It’s difficult to latch onto and retain profound ideas or thoughts while consuming so much information on a daily basis. Luckily, I had a moment a few years ago where a conference speaker uttered a simple, but insightful comment that has stuck in my head ever since: ‘keep the main thing; the main thing.’
In the hectic world of marketing and communications there is no greater compass for ensuring meaningful and effective work, than the ever-present reminder to keep an eye on what matters. Don’t lose sight of what’s important. Relentlessly focus on ‘the main thing’.

At the heart of every organisation is the desire to grow. Whether that is culture, turnover, profit, margin, products, etc. – it is always about growth. For communicators, helping realise that growth should be front-and-centre in everything we do; it’s ‘the main thing’.
Too many communications campaigns fail to focus on an organisation’s actual needs, instead delivering campaigns that have lost sight of the underlying necessity of delivering growth. And, even when they do, it’s easy to be drawn off track.
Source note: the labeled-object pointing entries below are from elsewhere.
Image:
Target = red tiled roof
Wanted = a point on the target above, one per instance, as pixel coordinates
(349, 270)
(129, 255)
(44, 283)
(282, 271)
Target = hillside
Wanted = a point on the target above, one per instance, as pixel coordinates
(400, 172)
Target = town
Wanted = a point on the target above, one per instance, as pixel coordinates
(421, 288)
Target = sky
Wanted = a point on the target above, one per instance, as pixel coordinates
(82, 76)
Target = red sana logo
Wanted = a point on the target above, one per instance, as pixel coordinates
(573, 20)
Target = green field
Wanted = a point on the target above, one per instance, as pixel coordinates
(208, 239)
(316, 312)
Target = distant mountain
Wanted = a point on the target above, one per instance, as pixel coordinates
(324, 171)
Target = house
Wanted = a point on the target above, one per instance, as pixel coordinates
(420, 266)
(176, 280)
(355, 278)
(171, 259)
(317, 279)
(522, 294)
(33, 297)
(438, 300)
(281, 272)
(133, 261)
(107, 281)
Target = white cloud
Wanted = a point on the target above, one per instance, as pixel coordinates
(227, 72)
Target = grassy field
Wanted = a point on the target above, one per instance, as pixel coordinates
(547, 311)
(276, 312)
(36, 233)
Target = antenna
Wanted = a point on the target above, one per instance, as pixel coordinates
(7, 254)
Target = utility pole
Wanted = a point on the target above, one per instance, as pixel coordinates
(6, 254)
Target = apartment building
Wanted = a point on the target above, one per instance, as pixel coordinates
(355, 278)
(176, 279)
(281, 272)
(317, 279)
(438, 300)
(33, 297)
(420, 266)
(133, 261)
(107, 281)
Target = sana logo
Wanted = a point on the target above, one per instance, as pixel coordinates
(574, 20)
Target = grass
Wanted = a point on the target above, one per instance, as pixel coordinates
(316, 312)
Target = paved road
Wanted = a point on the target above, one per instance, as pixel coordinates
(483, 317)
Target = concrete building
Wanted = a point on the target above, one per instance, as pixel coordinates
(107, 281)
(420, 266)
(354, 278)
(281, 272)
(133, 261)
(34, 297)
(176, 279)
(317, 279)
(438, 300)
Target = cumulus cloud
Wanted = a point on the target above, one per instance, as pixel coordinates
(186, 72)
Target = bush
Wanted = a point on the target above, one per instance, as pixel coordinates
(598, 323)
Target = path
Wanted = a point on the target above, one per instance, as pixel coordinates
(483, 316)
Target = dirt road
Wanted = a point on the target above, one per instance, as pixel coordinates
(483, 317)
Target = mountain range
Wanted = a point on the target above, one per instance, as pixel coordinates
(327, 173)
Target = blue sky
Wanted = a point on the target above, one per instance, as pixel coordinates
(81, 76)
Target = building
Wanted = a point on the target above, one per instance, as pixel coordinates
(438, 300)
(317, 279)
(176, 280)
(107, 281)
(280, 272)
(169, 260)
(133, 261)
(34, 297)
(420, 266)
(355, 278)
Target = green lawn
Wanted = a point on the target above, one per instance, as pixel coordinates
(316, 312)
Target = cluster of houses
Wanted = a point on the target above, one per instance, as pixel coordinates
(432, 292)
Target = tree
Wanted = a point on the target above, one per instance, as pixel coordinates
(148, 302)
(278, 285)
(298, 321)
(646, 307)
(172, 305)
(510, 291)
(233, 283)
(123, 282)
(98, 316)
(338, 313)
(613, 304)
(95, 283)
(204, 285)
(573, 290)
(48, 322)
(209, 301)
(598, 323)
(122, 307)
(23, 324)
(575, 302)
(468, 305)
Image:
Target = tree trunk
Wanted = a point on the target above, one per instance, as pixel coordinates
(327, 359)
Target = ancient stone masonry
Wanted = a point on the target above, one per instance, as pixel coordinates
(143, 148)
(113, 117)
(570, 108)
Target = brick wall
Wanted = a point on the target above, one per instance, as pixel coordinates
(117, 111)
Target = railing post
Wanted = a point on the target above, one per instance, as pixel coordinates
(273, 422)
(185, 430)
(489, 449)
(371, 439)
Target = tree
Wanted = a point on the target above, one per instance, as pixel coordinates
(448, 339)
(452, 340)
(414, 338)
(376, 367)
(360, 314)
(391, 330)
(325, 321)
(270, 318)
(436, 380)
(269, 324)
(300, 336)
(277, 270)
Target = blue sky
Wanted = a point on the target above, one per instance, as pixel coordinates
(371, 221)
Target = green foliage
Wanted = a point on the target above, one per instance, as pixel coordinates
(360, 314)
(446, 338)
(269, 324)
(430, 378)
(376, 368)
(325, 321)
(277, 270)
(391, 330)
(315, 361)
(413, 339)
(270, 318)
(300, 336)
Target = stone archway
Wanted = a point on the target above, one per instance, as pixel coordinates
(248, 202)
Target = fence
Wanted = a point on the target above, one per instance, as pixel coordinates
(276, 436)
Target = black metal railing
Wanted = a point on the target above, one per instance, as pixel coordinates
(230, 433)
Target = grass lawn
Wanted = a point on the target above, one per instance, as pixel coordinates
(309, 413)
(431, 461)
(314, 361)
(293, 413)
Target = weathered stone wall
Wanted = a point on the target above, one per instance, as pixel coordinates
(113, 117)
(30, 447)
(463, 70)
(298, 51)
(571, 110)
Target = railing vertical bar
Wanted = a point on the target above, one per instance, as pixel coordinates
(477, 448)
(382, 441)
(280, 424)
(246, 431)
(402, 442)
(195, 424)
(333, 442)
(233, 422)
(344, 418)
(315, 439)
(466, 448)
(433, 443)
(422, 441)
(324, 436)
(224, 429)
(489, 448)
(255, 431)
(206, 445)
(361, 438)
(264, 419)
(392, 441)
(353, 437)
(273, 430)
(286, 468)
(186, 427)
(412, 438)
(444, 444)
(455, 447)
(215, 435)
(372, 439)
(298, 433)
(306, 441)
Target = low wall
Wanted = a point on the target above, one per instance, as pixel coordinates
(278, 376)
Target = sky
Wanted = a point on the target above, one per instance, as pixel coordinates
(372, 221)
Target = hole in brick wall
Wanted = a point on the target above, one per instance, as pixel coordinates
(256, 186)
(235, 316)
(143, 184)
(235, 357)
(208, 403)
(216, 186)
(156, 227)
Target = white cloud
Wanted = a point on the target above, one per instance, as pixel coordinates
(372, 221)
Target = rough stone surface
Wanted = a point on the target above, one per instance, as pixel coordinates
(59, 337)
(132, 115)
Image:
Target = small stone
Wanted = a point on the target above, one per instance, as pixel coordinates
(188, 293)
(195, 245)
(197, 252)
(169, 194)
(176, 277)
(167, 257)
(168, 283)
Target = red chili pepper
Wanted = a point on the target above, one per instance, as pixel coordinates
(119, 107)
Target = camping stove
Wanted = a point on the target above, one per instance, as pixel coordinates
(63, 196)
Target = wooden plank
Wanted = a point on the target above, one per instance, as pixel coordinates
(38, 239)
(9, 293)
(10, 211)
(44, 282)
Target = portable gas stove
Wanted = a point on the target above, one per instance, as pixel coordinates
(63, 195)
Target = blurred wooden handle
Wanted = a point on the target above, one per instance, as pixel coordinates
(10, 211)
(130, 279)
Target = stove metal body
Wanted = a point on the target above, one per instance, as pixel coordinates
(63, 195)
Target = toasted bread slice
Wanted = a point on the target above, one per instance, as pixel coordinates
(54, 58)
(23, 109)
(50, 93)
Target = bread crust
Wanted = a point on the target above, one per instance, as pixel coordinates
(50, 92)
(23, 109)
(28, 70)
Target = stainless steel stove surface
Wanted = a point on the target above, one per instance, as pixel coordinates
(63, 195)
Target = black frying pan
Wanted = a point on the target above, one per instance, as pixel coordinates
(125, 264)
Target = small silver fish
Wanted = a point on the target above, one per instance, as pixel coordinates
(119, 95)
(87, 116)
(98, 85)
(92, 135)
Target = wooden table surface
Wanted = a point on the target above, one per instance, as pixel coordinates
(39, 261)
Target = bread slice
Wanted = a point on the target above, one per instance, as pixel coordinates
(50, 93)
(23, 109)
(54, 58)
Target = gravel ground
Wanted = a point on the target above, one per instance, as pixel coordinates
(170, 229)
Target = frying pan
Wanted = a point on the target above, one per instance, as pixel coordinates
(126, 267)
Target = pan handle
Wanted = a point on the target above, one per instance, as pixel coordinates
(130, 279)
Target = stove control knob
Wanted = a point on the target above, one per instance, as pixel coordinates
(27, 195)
Campaigns can be easily shorn of their purpose, because the original objective has ceased to be the main goal. On the whole, no-one wants that to happen, it just does; if left unchecked as the process progresses.
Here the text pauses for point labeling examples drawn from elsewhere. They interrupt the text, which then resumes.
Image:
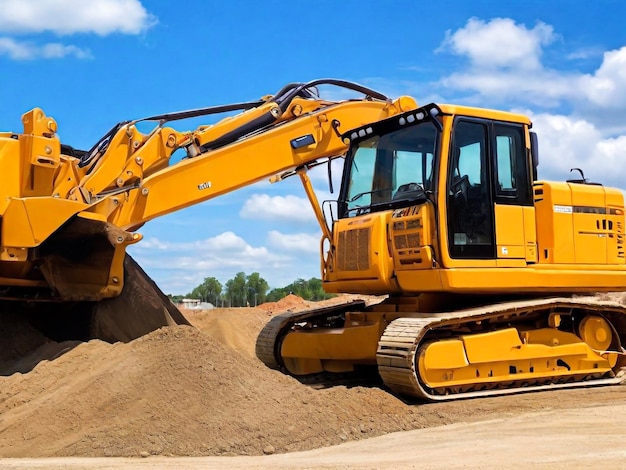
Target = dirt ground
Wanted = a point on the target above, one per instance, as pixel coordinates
(200, 391)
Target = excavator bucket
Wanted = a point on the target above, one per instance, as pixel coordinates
(28, 327)
(138, 310)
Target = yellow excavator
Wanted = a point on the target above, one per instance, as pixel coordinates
(439, 209)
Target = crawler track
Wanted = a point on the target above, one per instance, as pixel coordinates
(400, 344)
(268, 342)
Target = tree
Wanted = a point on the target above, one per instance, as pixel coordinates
(236, 290)
(212, 289)
(257, 288)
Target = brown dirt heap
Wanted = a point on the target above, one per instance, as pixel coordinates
(201, 391)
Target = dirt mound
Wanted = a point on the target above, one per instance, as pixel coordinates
(184, 391)
(289, 303)
(175, 391)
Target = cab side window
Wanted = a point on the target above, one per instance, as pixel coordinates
(512, 178)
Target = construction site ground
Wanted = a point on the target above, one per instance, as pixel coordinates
(184, 397)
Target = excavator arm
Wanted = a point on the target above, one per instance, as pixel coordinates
(67, 216)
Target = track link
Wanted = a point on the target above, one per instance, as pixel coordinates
(269, 340)
(399, 346)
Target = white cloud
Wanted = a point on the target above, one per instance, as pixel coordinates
(505, 67)
(182, 266)
(500, 43)
(64, 17)
(606, 88)
(23, 50)
(566, 142)
(298, 242)
(277, 208)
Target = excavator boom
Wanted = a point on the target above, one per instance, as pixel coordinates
(68, 216)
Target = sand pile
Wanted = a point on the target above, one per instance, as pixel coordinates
(187, 391)
(178, 391)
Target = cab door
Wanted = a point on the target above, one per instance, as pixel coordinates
(490, 211)
(470, 209)
(513, 209)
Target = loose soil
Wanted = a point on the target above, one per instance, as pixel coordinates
(200, 391)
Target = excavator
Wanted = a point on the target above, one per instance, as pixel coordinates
(486, 271)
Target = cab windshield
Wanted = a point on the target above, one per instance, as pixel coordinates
(390, 170)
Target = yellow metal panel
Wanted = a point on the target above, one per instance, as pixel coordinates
(509, 223)
(28, 222)
(530, 234)
(448, 354)
(353, 343)
(10, 171)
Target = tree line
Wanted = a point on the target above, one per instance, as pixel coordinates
(251, 290)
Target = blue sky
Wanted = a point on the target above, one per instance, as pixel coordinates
(93, 63)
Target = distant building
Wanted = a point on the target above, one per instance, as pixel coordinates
(195, 304)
Communicators need to be well aware of this challenge, and that is why we put ‘growth’ at the heart of our approach.
It’s our objective north star; the defining principle that we use when creating campaigns. It helps ensure campaigns are rooted in our clients’ needs. Alongside an instinct for creativity, it keeps us on track offering a guiding principle to evaluate against.
Having a focus on growth isn’t just about working with clients. It’s the principle that we, as a business, operate by. We want to grow as people, a community and as a business. It helps us remain true to the reason why we established The Agency in the first place.
To bastardise a Teddy Roosevelt quote: it’s not easy to do, but then nothing worth doing is.